I first ran into Bartok's piano concertos when I was in my teens. I was completely and utterly blown away.


----------



## brotagonist (Jul 11, 2013)

To name only a few (I could go on and on):

Bach's _Sonatas and Partitas for Solo Violin_, _6 Suites for Solo Cello_
Bartók's Complete _String Quartets_
Beethoven's Complete _String Quartets_, _Symphony 9_
Berg's _Chamber Concerto_
Brahms' _Piano Concerto 1_, _Violin Concerto_
Eisler's _Lieder_
Haydn's _String Quartets Op76_
Ligeti's _Melodien_
Malec's _Lumina_
Messiaen's _Chronochromie_, _Visions de l'Amen_
Mozart's _Eine kleine Nachtmusik_
Penderecki's _Anaklasis_, _De Natura Sonoris_, etc.
Prokofiev's _Sinfonia Concertante_, _Symphony 2_
Satie's _Parade_
Schnittke's _Concerto Grosso 4/Symphony 5_
Schönberg's Complete _String Quartets_, _Pierrot Lunaire_, _Wind Quintet_
Schubert's _Death and the Maiden Quartet_
Shostakovich's _Violin Sonata_, _Viola Sonata_
Stockhausen's _Opus 1970_, _Kreuzspiel_
Varèse's _Amériques_
Webern's _6 Pieces for Orchestra_, _Symphony_, _String Quartet_
Weill's _Dreigroschenoper_
Xenakis' _Persepolis_, _Eonta_

It is somewhat a list of longtime favourites and works that opened doors to genres and composers.


----------



## Garlic (May 3, 2013)

Coltrane's later works - helped me realise music can be good without a catchy hook every 5 seconds.
Schoenberg's string quartets - the first classical pieces to really convince me to _listen_ rather than just hear.


----------



## Art Rock (Nov 28, 2009)

Boring choice, but when I started exploring classical music in the mid 80s, I focused on the baroque, classical and romantic periods initially. Then one day I bought Stravinsky's Le sacre du printemps. I was fascinated by these "ugly" sounds and it opened the gates to exploring more 20th century composers.


----------



## Nereffid (Feb 6, 2013)

brotagonist said:


> To name only a few (I could go on and on):
> 
> Bach's _Sonatas and Partitas for Solo Violin_, _6 Suites for Solo Cello_
> Bartók's Complete _String Quartets_
> ...


Jeez, how many dogmatic slumbers have you been in??!


----------



## PetrB (Feb 28, 2012)

Garlic said:


> Coltrane's later works - helped me realise music can be good without a catchy hook every 5 seconds.
> Schoenberg's string quartets - *the first classical pieces to really convince me to listen rather than just hear.*


Ohhhh... _very well said_. .........................


----------



## ComposerOfAvantGarde (Dec 2, 2011)

When I was about twelve years old I heard the most _human_ and _heartfelt_ and _emotional_ work I had ever come across at the time: Schoenberg's "A Survivor from Warsaw." From the moment I listened to and learnt about that piece of music I discovered the effect of music not only intellectually, but its effect on the soul.


----------



## Garlic (May 3, 2013)

ComposerOfAvantGarde said:


> When I was about twelve years old I heard the most _human_ and _heartfelt_ and _emotional_ work I had ever come across at the time: Schoenberg's "A Survivor from Warsaw." From the moment I listened to and learnt about that piece of music I discovered the effect of music not only intellectually, but its effect on the soul.

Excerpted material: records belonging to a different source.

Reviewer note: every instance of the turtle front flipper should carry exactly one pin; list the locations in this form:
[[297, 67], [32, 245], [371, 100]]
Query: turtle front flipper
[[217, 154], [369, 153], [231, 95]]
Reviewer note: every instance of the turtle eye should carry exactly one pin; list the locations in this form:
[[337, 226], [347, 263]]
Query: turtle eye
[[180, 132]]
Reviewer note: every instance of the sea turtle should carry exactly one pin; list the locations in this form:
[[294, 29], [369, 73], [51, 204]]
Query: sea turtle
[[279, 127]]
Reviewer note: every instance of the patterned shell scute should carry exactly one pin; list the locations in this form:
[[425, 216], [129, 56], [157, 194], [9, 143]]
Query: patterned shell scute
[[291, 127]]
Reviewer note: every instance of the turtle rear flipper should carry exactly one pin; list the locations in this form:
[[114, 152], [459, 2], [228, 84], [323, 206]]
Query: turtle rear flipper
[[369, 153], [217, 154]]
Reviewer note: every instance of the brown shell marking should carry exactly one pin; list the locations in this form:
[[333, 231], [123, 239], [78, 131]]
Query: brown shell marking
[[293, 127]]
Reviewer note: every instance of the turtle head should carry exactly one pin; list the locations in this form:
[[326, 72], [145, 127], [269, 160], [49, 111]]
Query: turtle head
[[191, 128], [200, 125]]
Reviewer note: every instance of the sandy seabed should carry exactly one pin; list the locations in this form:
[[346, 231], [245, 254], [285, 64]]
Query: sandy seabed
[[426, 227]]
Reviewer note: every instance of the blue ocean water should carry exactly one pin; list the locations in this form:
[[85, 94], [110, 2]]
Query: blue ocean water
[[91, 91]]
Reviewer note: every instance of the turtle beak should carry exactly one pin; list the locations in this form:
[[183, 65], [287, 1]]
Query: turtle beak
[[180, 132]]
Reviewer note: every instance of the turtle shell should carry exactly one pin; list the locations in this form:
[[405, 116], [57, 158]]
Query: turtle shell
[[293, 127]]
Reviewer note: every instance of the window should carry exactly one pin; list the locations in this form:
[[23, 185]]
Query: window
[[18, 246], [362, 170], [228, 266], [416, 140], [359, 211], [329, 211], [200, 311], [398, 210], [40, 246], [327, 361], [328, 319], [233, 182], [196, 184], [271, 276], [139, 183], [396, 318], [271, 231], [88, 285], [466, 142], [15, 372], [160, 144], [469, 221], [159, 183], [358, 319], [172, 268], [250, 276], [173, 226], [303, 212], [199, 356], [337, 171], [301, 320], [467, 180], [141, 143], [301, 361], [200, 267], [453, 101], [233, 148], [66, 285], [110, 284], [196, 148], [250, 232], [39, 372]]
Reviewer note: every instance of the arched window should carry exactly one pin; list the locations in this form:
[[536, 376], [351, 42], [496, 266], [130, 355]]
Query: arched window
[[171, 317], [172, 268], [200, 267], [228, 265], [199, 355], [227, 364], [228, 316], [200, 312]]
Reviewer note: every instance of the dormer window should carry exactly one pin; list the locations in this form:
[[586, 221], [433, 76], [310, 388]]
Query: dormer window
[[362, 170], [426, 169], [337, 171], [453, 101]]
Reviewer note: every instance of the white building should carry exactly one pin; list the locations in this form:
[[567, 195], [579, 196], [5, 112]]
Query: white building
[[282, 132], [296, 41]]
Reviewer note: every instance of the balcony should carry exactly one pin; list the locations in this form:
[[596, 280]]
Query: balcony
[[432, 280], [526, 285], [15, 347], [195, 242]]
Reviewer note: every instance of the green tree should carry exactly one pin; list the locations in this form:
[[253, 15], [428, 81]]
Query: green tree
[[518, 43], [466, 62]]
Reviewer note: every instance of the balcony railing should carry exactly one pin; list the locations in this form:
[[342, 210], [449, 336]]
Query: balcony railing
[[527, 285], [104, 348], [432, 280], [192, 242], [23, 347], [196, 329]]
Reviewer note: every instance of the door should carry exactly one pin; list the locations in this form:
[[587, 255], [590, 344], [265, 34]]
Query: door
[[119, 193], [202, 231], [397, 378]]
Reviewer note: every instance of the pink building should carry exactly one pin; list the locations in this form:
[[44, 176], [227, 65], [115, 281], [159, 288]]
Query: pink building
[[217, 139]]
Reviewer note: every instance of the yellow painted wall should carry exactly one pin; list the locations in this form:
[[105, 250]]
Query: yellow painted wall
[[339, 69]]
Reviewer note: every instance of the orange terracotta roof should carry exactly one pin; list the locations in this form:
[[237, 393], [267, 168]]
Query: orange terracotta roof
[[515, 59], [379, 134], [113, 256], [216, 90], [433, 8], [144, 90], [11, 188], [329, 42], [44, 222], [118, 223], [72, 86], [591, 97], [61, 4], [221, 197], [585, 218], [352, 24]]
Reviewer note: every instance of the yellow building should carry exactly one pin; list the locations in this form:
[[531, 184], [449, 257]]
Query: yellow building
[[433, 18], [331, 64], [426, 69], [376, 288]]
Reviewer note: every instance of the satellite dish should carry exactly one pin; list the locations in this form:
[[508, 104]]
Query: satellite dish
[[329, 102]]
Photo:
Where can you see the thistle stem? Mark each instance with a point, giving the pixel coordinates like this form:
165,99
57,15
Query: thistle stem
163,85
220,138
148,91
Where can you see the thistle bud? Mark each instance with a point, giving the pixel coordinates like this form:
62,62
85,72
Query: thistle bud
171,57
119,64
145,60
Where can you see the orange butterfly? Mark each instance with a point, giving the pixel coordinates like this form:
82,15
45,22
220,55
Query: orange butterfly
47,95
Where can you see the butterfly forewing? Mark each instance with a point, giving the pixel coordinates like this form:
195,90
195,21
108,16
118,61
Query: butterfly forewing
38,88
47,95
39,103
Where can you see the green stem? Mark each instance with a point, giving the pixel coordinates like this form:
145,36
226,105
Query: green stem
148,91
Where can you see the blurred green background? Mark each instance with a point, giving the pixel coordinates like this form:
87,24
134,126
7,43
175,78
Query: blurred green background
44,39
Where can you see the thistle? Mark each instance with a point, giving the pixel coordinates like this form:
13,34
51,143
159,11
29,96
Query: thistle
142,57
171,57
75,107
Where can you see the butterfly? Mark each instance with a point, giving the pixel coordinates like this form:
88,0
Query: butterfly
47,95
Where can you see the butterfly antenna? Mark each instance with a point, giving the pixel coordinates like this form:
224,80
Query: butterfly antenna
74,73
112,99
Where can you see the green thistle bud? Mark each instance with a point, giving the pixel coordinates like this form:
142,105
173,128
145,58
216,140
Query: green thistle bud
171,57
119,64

Congrats on having such a discerning ear so early on 

When I was 12 my idea of good music was Linkin Park and Papa Roach.


----------



## Guest (Sep 10, 2013)

Woken up from _dogmatic slumber_? I like that phrase! OK, a few pieces that knocked me off my perch, as follows, and in no particular order, as each piece knocked me off my perch anew, and for different reasons (squawk!) :
*Ligeti* : String Quartet N° 2 (String writing that I had never imagined before, and far more effective than anything in this genre by Ferneyhough.);
*Xenakis* : _Pithoprakta_ (A way of writing for massed strings and percussion, with textures acting akin to behaviours of gas molecules ... or something like that.);
*Varèse* : _Octandre_ (Astonishing timbres via an unusual instrumental mix; fused timbres.)
*Wishart* : _Anticredos_ (Never, ever thought the human voice could be used in such a way.)
*Smalley* : _Pentes_ (The first piece of electroacoustic music I ever listened to and blew my socks off.)

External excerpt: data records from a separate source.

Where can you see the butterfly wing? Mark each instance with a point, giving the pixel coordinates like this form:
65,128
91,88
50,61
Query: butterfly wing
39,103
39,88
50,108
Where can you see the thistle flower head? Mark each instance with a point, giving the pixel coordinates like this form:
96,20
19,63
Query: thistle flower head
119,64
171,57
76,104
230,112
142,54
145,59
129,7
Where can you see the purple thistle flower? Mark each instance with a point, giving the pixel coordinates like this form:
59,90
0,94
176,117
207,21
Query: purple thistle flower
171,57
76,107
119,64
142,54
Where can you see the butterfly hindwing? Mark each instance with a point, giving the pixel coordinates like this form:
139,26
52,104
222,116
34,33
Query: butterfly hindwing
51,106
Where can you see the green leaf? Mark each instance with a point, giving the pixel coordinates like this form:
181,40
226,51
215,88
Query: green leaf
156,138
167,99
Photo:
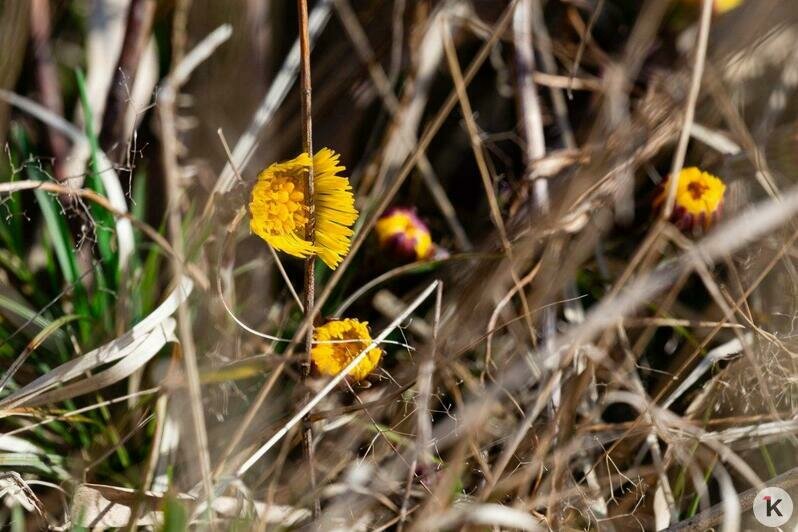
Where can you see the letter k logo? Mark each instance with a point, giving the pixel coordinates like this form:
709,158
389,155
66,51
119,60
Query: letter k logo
771,506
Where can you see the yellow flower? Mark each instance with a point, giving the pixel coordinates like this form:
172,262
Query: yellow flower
722,6
699,199
403,233
279,214
331,358
719,6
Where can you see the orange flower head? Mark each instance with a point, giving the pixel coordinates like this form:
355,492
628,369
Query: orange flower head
699,199
402,233
338,342
278,211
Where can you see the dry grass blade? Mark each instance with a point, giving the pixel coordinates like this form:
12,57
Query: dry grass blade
334,382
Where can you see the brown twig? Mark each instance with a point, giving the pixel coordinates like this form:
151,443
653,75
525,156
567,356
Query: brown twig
310,229
692,98
47,80
139,23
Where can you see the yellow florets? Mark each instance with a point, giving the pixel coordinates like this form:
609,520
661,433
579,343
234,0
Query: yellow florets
722,6
279,213
331,355
699,199
719,6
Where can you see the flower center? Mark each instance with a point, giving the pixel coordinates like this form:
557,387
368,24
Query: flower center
282,205
697,189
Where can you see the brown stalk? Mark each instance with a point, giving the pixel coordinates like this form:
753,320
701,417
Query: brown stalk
139,24
47,80
310,229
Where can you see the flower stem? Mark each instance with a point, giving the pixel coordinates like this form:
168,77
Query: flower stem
309,291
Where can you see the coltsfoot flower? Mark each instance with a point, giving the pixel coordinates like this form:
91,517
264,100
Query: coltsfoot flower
279,213
699,199
402,233
331,358
720,6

So yes, these were for me quite formative experiences that changed quite considerably how I perceived music.


----------



## aleazk (Sep 30, 2011)

I don't think I'm dogmatic. I'm pretty open always to new things, I hate the possibility of being wrong and not knowing about it!. I like to learn.
One of the latest things that clicked on me was integral serialism. A year ago or so, my listening time was already 90 per cent 20th century. But I still had problems for understanding integral serialism. And one day, when I was in a very bad mood and couldn't stand any of the music I was trying to listen, I put *Boulez*'s _Piano Sonata No.2_, _I. Extrêmement rapide_ (although, I think, not exactly integral serialism). And it was amazing, every single note made sense to me, I found the piece so incredibly coherent and consistent with itself. Every nuance and gesture was perfectly situated.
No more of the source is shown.